Assèze confia au boucher que les Africains devraient cesser d’être naïfs comme Meka dans « Le vieux Nègre et la médaille » (Ferdinand Oyono) et que ce qui lui ferait vraiment plaisir, ce serait une visite, non pas, dans « La ville où nul ne meurt » (Bernard Dadié), mais, à Tombouctou, où fut créée l’université Sankoré au XVe siècle. Elle ne voulait plus entendre parler de cette démocratie occidentale qui, d’après elle, est « Un piège sans fin » (Olympe Bhêly-Quenum). Elle était convaincue qu’avait commencé « Le crépuscule des temps anciens » (Nazi Boni), que point n’était besoin de posséder un « Gros plan » (Idé Oumarou) pour comprendre que les pays africains seraient pendant un bon moment encore « Sous l’orage » (Seydou Badian).

Quant à moi, je me contenterai d’ajouter que je ne voterai plus « Jusqu’à nouvel avis » (Guillaume Oyono Mbia).
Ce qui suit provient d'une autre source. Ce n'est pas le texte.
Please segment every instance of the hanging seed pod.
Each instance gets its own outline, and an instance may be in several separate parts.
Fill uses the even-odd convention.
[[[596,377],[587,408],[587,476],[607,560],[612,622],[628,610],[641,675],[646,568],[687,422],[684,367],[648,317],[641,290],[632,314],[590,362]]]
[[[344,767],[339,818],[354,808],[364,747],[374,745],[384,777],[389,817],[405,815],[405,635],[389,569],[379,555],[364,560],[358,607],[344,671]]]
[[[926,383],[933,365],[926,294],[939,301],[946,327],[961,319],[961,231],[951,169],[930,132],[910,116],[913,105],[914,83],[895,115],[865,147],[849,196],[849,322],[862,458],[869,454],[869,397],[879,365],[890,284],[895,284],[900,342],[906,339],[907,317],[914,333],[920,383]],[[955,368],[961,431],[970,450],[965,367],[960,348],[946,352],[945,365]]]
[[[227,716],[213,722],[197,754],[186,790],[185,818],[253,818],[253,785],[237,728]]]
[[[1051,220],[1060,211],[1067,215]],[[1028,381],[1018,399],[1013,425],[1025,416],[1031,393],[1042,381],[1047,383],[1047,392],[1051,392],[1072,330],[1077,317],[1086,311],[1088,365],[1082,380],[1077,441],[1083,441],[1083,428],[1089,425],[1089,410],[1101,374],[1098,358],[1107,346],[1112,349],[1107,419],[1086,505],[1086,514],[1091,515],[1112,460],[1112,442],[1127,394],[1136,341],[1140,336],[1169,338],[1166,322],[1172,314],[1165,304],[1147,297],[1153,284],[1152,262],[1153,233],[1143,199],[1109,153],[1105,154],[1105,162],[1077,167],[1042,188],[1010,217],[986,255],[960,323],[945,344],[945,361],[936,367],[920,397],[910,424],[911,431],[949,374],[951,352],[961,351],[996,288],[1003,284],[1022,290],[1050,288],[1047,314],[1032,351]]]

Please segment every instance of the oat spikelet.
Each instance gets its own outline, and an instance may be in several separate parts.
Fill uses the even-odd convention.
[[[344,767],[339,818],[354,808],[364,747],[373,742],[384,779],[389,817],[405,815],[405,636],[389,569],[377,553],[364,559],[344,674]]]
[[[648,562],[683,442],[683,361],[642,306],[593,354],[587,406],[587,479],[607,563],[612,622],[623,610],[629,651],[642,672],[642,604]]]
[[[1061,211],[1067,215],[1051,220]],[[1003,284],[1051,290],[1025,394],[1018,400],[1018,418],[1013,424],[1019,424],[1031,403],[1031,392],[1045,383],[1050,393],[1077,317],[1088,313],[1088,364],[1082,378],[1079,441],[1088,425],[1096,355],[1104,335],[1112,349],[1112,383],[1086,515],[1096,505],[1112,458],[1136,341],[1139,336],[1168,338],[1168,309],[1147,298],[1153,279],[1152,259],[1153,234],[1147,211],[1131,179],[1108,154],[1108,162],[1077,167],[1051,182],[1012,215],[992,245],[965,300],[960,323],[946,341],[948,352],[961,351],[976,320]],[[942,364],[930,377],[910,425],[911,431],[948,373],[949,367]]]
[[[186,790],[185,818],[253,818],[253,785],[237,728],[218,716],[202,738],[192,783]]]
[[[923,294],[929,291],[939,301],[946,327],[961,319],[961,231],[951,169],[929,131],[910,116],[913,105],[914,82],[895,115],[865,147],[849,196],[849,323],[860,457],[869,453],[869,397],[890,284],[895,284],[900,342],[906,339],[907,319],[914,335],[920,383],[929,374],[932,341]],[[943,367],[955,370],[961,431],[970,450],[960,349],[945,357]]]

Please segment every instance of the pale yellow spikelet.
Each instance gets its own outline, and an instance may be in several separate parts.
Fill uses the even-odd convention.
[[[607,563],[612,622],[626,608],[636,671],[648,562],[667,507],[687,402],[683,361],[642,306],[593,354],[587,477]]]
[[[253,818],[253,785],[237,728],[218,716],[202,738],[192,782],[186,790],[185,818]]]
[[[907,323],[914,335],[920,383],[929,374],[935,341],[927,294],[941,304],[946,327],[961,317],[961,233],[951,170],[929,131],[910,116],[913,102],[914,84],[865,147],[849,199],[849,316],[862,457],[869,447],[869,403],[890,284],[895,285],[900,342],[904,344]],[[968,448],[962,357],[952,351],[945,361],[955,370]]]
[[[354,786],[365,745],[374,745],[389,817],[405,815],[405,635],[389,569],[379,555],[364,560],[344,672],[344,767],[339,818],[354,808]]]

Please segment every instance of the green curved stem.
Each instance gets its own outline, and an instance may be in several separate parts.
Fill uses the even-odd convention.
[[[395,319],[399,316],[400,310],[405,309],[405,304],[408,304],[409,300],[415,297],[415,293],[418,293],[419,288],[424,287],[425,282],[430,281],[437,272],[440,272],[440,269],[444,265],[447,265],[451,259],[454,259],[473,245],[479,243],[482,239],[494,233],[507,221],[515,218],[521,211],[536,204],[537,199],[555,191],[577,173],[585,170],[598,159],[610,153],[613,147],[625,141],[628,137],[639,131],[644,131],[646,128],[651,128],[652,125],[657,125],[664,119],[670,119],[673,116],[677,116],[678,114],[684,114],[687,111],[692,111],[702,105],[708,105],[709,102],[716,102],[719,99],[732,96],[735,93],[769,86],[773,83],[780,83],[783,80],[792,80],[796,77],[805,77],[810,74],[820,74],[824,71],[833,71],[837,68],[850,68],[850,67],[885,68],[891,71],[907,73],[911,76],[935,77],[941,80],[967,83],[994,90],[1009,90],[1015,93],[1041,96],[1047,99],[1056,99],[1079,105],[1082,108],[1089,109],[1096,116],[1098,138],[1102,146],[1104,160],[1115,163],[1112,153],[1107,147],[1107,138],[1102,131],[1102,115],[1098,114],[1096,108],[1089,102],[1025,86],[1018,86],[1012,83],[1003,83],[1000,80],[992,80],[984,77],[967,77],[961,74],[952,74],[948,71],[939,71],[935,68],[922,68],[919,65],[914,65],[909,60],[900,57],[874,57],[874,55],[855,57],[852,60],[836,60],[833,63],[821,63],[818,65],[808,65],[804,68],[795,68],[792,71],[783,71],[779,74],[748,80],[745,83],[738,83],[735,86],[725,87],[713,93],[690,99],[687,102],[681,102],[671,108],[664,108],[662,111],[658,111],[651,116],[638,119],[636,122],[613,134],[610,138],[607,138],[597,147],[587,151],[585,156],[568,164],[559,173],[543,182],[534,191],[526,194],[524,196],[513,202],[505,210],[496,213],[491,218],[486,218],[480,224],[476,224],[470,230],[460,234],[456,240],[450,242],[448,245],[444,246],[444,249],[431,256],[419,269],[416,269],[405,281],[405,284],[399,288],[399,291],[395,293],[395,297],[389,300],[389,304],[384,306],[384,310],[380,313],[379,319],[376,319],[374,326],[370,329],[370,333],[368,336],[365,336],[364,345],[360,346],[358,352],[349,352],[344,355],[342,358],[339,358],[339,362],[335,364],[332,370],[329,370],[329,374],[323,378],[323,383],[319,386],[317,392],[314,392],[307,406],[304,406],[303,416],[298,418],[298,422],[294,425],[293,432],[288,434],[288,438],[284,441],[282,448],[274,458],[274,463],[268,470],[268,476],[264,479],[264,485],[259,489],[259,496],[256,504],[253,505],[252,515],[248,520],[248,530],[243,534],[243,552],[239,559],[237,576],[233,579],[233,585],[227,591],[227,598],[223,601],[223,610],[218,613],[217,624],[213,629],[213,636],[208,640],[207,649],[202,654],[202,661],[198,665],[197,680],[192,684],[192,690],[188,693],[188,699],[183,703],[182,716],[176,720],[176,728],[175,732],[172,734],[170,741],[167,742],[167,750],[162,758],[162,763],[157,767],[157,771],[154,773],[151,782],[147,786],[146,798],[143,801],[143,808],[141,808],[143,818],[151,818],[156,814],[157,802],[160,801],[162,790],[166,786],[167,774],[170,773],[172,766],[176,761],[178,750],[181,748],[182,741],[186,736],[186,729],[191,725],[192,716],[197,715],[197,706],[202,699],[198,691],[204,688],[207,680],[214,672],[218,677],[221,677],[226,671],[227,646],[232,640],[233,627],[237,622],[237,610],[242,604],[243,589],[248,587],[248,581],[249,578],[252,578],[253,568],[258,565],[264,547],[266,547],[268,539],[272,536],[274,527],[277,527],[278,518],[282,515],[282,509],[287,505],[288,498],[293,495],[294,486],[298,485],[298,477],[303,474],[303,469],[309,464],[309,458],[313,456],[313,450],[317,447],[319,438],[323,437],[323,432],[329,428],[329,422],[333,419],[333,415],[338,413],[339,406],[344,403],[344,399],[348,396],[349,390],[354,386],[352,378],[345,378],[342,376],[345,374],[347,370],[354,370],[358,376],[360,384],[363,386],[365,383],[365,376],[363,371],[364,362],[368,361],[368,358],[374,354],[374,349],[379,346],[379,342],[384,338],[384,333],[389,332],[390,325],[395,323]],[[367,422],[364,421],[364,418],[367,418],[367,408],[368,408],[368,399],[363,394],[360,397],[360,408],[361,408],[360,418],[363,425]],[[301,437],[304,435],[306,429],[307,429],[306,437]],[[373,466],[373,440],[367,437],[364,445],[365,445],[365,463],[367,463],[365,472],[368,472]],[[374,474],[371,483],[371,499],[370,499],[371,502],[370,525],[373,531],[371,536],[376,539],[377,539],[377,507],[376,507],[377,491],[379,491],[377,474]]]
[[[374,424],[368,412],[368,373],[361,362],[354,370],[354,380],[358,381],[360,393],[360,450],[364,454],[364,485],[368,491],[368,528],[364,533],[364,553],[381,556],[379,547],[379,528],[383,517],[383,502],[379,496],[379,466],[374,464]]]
Assèze souhaitait ardemment que nous puissions agir comme « Le jeune homme de sable » (Williams Sassine) qui se révolte contre son père en qui il voit le représentant d’un régime qui s’oppose aux légitimes aspirations du peuple.

Je suis pleinement d’accord avec elle quand elle estime que chaque Africain devrait se renseigner davantage sur comment la cité était gérée dans l’Afrique traditionnelle car, n’en déplaise à l’inculte Sarkozy, les Africains, non seulement, étaient bien entrés dans l’Histoire, mais, ont une histoire.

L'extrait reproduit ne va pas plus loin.